21 medium schema discoverability

Part III: Errors & Discoverability | Challenge §21

21. Schema & Help Discoverability

The Problem

Agents need to know what commands exist, what parameters they accept, and what they return — without running commands to discover this. Human-formatted help text is expensive to parse.

Help text only in human format:

$ tool --help
Usage: tool [OPTIONS] COMMAND [ARGS]...

Options:
  --verbose  Enable verbose output
  --help     Show this message and exit.

Commands:
  deploy   Deploy the application
  rollback Rollback to previous version

No machine-readable schema:

$ tool deploy --help
# Returns prose.

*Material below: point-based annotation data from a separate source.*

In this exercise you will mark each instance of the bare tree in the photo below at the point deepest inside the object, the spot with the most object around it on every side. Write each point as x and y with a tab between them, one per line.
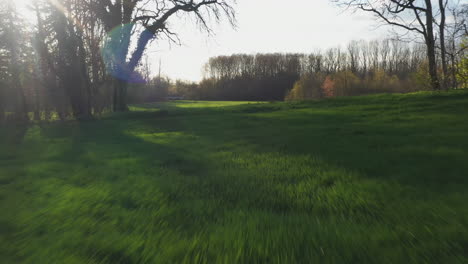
153	16
412	16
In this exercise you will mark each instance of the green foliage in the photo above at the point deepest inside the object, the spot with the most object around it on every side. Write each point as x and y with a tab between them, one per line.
375	179
462	73
308	87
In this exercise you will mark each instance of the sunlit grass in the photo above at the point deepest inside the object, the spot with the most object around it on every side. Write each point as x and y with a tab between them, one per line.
376	179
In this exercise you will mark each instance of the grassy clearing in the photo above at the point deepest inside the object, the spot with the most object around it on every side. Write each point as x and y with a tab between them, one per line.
375	179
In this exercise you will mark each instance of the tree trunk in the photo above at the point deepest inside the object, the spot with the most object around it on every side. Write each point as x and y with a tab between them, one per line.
430	42
442	45
120	96
2	104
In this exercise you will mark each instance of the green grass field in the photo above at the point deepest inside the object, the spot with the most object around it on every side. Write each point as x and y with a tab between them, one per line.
375	179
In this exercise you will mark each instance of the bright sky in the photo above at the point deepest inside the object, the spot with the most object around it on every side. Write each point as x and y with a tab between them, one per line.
264	26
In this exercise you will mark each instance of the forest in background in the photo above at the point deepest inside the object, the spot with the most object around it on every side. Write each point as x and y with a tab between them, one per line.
81	58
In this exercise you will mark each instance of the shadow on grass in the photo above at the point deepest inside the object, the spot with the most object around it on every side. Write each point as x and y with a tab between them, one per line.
279	184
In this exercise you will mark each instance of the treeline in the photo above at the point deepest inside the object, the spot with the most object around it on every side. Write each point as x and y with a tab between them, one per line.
78	58
359	68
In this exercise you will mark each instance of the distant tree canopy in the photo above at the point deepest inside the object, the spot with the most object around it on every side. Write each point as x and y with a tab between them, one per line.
79	56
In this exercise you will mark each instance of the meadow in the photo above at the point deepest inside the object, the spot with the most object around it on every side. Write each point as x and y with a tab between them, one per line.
372	179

Agent has to parse natural language to understand args.

No output schema:

# Agent has no way to know what fields deploy will return without running it

Impact

Agent must run commands to discover their parameters and output shape — burning tokens and potentially causing side effects
Human-formatted help must be parsed with fragile natural-language extraction
No output schema means the agent cannot validate responses or detect breaking changes
Per-command schema docs require one help invocation per command, multiplying token cost

Solutions

Machine-readable command manifest:

$ tool --schema --output json
{
  "commands": [
    {
      "name": "deploy",
      "description": "Deploy the application to an environment",
      "danger_level": "mutating",
      "parameters": [
        {"name": "env", "type": "string", "required": true,
         "enum": ["staging", "prod"], "description": "Target environment"},
        {"name": "version", "type": "string", "required": false,
         "description": "Version tag to deploy (default: latest)"},
        {"name": "dry-run", "type": "boolean", "default": false}
      ],
      "output_schema": {
        "type": "object",
        "properties": {
          "ok": {"type": "boolean"},
          "effect": {"type": "string", "enum": ["deployed", "noop"]},
          "data": {
            "deployment_id": {"type": "string"},
            "version": {"type": "string"}
          }
        }
      },
      "exit_codes": {
        "0": "success",
        "1": "deployment failed",
        "4": "environment not found",
        "7": "deployment timed out"
      }
    }
  ]
}

For framework design: - Every command auto-generates its schema from its parameter declarations - tool --schema outputs the full manifest - If tool with no arguments renders root help, keep it lightweight and use it to point to --schema rather than dumping the full manifest implicitly - tool --print-schema is accepted as a compatibility alias for tool --schema - Output schema is declared alongside input schema, not separate - Schema versioning: tool --schema-version to track evolution

Evaluation

Prerequisite check (§1 / REQ-F-068): Run tool with no arguments and verify exit code is 0. If the bare invocation exits non-zero, cap the score at 0 regardless of --schema richness — the agent's first-contact probe fails before any discovery can occur.

Score	Condition
0	Bare invocation exits non-zero; or help is prose only with no `--schema` flag; agent must parse natural language to understand arguments
1	Bare invocation exits 0 with root help; `--help --output json` returns some structured info but no output schema; commands not enumerable from root
2	Bare invocation exits 0; `tool --schema --output json` returns command list with parameter types, required flags, and exit codes
3	Bare invocation exits 0; full manifest includes `output_schema` per command; `danger_level` declared; schema auto-generated from parameter declarations; `--print-schema` compatibility alias accepted

Check: First run tool with no arguments and confirm exit 0. Then run tool --schema --output json and verify the response includes commands[].parameters[].type and commands[].output_schema for at least one command.

Agent Workaround

Load the full schema manifest once per session; use it to construct and validate calls:

import subprocess, json

def load_schema(tool: str) -> dict:
    result = subprocess.run(
        [tool, "--schema", "--output", "json"],
        capture_output=True, text=True,
    )
    try:
        return json.loads(result.stdout)
    except json.JSONDecodeError:
        return {}

schema = load_schema("tool")
commands = {cmd["name"]: cmd for cmd in schema.get("commands", [])}

def get_required_params(cmd_name: str) -> list[str]:
    cmd = commands.get(cmd_name, {})
    return [
        p["name"] for p in cmd.get("parameters", [])
        if p.get("required", False)
    ]

# Validate before calling
required = get_required_params("deploy")
missing = [p for p in required if p not in provided_args]
if missing:
    raise ValueError(f"Missing required params for 'deploy': {missing}")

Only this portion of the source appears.